Bespoke car maker Rolls-Royce is advancing research on nuclear small modular reactors.
Rolls-Royce’s staid reputation as haute luxury belies its legacy of innovation in aerospace and other engineering.
Modular reactors are easier to manufacture, making costs both lower and more predictable.
Rolls-Royce has taken a sharp right turn, from making million-dollar luxury sedans to researching cutting-edge nuclear small modular reactors (SMRs). Modular reactors are au courant in energy technology, and Rolls-Royce joins startups and governments around the world in trying to shrink the footprint and increase the safety of nuclear energy.
With its SMR design, which is “just one-tenth the size of a typical large-scale reactor site,” a pressurized water reactor is enclosed with robust safety layers that are still far smaller in volume than the reactor space in a traditional nuclear plant. The reactor is oriented vertically, so gravity helps to move the hot and cold water around. Despite its much smaller size, the reactor will produce an expected 450 MWe, compared with 600 MWe at each of the two reactors at the existing Dungeness B plant in Kent.
Since the late 1800s, the Rolls-Royce company has engineered electronics and machinery, including engines for airplanes, automobiles, and ships. The car business—where Rolls-Royce handmakes extreme high-end luxury vehicles only—is the tip of an experimental iceberg that goes back over a century, although the company has sold off some of its more interesting arms of business in recent years.
Today, it’s pushing for SMR technology in a series of new power plants around the U.K. Rolls-Royce is known for handcrafted vehicles, but it’s worked to revolutionize tooling and manufacturing in its nitty gritty engineering arm. The company says its approach to SMRs is motivated by how modular manufacturing can save a great deal of resources and money, making cutting-edge nuclear an option even during the twilight of England’s existing nuclear plants. The last of these traditional plants will be offline by 2030.
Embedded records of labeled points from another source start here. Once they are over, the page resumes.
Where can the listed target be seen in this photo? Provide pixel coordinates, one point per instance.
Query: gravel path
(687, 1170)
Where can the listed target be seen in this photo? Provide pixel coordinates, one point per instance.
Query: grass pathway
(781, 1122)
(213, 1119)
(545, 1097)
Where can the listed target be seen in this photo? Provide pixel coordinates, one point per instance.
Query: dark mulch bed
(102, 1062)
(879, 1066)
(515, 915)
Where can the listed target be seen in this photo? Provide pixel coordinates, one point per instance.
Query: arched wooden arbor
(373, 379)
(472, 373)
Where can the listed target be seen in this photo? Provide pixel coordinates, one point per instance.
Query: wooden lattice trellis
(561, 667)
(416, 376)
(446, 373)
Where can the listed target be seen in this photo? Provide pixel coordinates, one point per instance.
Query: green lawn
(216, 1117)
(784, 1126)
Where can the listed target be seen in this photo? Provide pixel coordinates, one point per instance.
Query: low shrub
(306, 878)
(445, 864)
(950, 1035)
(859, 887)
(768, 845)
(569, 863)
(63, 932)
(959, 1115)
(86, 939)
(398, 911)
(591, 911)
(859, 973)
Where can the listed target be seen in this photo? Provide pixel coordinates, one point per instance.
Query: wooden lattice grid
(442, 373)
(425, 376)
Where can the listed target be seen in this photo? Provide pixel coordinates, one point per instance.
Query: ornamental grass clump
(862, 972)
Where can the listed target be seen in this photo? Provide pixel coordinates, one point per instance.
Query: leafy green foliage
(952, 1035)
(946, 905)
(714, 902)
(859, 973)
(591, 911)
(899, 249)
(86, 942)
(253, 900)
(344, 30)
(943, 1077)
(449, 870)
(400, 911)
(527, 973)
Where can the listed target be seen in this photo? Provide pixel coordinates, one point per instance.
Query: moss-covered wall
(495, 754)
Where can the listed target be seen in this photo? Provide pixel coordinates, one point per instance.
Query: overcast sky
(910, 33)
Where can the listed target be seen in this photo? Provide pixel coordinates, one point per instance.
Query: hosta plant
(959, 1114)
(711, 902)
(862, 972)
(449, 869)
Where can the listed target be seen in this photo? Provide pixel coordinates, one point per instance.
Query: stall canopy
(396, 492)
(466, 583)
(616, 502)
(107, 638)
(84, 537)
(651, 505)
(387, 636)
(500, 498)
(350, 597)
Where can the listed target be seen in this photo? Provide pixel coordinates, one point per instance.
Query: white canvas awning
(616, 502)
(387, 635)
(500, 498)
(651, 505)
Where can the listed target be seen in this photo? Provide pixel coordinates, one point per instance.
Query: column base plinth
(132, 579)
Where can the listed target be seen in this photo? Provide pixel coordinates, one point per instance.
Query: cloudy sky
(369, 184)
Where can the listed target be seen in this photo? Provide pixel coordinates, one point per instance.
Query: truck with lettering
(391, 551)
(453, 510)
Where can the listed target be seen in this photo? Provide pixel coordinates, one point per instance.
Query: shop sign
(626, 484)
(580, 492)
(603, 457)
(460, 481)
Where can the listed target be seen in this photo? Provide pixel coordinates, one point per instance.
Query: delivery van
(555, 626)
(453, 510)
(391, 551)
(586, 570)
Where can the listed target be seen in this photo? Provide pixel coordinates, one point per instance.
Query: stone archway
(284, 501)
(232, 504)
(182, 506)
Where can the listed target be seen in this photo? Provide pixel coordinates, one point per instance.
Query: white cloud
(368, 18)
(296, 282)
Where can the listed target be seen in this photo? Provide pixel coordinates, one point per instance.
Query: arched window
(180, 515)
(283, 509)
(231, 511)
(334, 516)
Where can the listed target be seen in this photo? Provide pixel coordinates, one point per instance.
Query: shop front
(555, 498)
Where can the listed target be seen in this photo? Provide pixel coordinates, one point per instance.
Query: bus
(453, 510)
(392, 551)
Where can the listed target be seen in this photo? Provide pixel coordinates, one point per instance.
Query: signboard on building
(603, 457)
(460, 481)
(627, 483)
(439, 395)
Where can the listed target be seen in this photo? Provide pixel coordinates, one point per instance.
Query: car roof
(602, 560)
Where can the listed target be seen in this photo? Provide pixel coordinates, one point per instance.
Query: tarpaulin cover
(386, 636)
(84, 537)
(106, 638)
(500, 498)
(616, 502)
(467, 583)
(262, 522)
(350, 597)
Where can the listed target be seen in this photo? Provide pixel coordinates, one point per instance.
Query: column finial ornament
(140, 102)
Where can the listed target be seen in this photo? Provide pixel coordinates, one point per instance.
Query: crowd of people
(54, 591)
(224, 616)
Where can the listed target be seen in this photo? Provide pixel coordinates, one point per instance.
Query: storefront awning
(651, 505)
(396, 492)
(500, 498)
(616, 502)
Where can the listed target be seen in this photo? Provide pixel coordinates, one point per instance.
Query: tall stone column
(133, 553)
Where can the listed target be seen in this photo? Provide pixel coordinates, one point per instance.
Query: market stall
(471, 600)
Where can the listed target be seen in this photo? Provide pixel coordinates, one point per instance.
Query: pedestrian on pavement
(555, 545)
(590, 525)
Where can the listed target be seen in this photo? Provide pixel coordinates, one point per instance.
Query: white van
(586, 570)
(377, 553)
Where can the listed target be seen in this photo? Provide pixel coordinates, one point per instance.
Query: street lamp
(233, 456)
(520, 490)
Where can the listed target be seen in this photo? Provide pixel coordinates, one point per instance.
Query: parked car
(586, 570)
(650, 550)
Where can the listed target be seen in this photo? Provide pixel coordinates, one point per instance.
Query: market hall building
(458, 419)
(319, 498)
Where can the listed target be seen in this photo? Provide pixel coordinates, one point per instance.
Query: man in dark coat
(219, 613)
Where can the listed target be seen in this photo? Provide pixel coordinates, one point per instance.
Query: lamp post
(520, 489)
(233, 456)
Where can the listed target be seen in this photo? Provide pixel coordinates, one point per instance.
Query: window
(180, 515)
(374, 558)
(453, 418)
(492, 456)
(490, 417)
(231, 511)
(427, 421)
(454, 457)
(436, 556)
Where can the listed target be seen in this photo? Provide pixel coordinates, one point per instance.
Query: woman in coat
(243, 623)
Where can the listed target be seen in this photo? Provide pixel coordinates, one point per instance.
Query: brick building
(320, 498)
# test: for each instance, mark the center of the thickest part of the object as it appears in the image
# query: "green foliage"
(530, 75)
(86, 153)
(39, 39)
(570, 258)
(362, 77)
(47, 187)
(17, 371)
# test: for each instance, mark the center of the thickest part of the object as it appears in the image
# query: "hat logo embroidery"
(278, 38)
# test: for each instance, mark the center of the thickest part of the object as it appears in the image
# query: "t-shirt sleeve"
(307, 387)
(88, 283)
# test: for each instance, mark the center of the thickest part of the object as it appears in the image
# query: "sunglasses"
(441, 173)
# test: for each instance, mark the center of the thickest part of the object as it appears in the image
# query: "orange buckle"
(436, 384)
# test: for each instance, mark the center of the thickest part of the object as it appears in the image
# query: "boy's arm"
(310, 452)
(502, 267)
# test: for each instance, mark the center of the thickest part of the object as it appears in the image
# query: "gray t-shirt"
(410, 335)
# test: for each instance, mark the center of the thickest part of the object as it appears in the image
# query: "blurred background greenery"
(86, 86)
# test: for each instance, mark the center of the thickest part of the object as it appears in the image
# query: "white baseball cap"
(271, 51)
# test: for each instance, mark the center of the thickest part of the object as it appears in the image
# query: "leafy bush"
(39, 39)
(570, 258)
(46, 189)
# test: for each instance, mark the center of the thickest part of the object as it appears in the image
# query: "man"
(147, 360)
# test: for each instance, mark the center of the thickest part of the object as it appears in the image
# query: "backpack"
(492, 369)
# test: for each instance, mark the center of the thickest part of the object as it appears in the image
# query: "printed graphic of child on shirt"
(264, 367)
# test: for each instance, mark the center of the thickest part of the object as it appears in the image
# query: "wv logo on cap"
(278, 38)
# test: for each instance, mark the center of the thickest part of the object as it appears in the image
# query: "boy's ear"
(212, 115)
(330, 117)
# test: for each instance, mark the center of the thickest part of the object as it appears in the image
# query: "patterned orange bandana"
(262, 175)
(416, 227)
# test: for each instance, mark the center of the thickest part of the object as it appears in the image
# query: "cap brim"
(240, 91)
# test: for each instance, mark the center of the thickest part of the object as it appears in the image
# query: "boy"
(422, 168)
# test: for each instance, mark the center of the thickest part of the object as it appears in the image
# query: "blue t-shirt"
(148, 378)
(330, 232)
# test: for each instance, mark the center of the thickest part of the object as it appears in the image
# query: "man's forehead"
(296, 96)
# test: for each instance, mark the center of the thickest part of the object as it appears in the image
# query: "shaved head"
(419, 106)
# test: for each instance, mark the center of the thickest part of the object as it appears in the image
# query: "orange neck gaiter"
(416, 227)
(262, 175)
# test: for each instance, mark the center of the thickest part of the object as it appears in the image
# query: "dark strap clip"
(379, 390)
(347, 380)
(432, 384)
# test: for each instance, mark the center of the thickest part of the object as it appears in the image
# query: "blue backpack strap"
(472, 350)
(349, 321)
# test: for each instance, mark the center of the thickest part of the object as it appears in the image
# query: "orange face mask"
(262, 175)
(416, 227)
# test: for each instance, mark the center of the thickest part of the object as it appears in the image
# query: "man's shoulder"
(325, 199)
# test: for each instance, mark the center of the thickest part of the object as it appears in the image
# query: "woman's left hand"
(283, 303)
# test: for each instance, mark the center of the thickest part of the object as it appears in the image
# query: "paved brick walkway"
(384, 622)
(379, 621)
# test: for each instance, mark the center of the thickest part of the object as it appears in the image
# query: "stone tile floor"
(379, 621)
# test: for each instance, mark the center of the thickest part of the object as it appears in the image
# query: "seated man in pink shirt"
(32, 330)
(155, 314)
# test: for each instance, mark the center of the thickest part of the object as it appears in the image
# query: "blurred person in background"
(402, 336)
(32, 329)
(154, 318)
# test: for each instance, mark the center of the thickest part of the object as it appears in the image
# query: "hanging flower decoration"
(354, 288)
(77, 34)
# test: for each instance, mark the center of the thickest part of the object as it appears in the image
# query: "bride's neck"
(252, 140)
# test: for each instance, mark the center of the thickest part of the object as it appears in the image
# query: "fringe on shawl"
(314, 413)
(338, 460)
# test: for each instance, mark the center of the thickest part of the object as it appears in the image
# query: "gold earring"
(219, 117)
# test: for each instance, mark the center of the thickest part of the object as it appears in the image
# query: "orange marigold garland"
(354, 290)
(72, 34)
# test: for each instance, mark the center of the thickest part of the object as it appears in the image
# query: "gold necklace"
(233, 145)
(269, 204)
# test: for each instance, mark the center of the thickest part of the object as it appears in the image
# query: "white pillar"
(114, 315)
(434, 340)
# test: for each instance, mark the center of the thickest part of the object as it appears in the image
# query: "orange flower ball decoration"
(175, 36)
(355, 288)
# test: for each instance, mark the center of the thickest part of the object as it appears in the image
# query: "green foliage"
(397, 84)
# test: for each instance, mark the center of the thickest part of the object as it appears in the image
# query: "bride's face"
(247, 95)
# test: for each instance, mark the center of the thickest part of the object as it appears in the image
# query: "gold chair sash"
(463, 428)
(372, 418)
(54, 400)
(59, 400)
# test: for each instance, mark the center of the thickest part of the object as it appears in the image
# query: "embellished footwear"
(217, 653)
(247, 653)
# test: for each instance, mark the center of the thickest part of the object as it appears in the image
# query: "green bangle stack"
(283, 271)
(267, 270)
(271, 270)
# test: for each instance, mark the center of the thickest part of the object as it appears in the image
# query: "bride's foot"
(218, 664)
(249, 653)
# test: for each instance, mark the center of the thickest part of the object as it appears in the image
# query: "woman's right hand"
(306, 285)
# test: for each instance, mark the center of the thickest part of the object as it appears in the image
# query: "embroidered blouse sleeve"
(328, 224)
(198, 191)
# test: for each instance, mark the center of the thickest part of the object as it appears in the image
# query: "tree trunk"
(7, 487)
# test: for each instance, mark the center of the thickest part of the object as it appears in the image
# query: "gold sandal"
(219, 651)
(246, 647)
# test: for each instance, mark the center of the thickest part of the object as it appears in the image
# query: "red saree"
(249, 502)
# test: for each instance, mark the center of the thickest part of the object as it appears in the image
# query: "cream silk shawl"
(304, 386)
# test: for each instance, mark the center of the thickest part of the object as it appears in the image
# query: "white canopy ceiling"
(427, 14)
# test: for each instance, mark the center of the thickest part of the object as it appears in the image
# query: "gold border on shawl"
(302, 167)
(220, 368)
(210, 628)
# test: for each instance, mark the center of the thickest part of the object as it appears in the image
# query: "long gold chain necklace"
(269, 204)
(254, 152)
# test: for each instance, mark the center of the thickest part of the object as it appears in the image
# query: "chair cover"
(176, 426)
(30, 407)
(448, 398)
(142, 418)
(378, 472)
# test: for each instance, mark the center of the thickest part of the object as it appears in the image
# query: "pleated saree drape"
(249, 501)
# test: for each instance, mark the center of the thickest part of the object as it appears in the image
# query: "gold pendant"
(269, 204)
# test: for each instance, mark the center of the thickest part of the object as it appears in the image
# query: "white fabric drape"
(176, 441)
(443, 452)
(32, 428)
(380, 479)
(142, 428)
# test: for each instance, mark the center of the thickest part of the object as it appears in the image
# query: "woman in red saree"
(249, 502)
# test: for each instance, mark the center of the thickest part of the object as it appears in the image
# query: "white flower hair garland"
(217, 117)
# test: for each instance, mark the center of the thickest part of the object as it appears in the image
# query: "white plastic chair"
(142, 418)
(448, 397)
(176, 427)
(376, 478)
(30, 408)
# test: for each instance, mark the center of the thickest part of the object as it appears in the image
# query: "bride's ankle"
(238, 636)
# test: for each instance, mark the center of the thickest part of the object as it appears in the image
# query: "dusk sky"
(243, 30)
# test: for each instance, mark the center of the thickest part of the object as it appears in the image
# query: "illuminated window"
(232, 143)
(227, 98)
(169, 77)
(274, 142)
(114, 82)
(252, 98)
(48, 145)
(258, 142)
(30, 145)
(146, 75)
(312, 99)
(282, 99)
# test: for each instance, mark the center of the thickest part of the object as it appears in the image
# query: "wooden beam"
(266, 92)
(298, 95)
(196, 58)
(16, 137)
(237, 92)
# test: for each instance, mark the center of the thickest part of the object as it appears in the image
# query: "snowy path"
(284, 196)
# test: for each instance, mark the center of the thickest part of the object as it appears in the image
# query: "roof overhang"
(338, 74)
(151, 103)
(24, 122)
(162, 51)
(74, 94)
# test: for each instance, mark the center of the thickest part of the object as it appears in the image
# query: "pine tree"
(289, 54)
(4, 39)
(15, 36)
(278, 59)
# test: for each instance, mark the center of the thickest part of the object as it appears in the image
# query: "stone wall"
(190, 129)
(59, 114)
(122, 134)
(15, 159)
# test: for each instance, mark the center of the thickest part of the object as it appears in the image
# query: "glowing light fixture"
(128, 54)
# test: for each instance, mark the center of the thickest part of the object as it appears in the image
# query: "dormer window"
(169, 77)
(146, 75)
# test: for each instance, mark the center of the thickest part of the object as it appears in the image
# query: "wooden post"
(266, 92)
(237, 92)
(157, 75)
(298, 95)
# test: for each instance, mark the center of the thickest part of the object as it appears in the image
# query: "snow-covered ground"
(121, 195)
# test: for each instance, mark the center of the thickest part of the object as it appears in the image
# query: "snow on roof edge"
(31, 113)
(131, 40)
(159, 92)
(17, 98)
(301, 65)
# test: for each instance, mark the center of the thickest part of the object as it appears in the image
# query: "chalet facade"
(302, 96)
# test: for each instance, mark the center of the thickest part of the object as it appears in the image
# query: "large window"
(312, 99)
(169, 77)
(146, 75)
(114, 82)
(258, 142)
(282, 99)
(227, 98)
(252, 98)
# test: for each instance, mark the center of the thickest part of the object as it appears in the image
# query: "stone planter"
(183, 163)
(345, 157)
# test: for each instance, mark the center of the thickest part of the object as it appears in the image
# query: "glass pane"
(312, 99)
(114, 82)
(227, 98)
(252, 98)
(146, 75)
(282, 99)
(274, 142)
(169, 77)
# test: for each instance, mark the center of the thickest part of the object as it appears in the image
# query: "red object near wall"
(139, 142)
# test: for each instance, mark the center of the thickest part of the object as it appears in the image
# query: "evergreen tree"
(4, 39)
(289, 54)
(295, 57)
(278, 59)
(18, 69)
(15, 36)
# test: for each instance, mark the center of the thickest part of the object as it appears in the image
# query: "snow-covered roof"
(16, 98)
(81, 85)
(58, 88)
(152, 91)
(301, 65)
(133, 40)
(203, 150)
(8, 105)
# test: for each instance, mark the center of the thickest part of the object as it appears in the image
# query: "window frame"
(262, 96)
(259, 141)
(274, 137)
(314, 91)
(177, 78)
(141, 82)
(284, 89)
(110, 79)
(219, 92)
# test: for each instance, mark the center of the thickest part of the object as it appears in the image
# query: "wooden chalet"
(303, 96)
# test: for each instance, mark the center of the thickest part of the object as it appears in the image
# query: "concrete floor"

Rolls-Royce’s illustration of its Reactor Coolant System Rolls-Royce
By relying on predictable, relatively portable nuclear reactors, manufacturers can standardize how much these nuclear plants will cost and therefore how much the energy they make will cost, Rolls-Royce says. In the U.S., nuclear power plants are often a complex nest of tax subsidies. This is a big change from the heyday of nuclear, when plants had to incentivize to the places where they sought to build.
The predicted first two sites of Rolls-Royce SMR plants are in northern England and Wales. One site is home of an interminably delayed nuclear project, and the other a decommissioned nuclear plant. In a way, this technology is a case of the “faster spaceship” problem: Traditional nuclear projects launched sometimes decades ago are so complex and hard to finalize and pay for that a lightweight startup project can lap them many times over.
What are the advantages of an SMR plant over a traditional nuclear plant? Well, proponents say almost everything about modular reactors is an improvement. Rolls-Royce in particular says that manufacturing many small reactors at once saves money and overhead compared with “a stand-alone bespoke major project.” That, in turn, enables “a predictable programme from first concrete to commissioning in just four years, including 500 days on site for the modular build.”
Among the U.K.’s existing nuclear plants, the shortest build time was eight years and the longest was nearly 20. Rolls-Royce’s modular construction time is in line with the U.K.’s earliest (and now long-retired) original Magnox plants, which took four years each to get on the grid.
These SMR plants sit somewhere on a continuum between a traditional handmade Rolls-Royce car and an Ikea bookshelf, hopefully bringing together the best aspects of both—and with no Allen wrenches.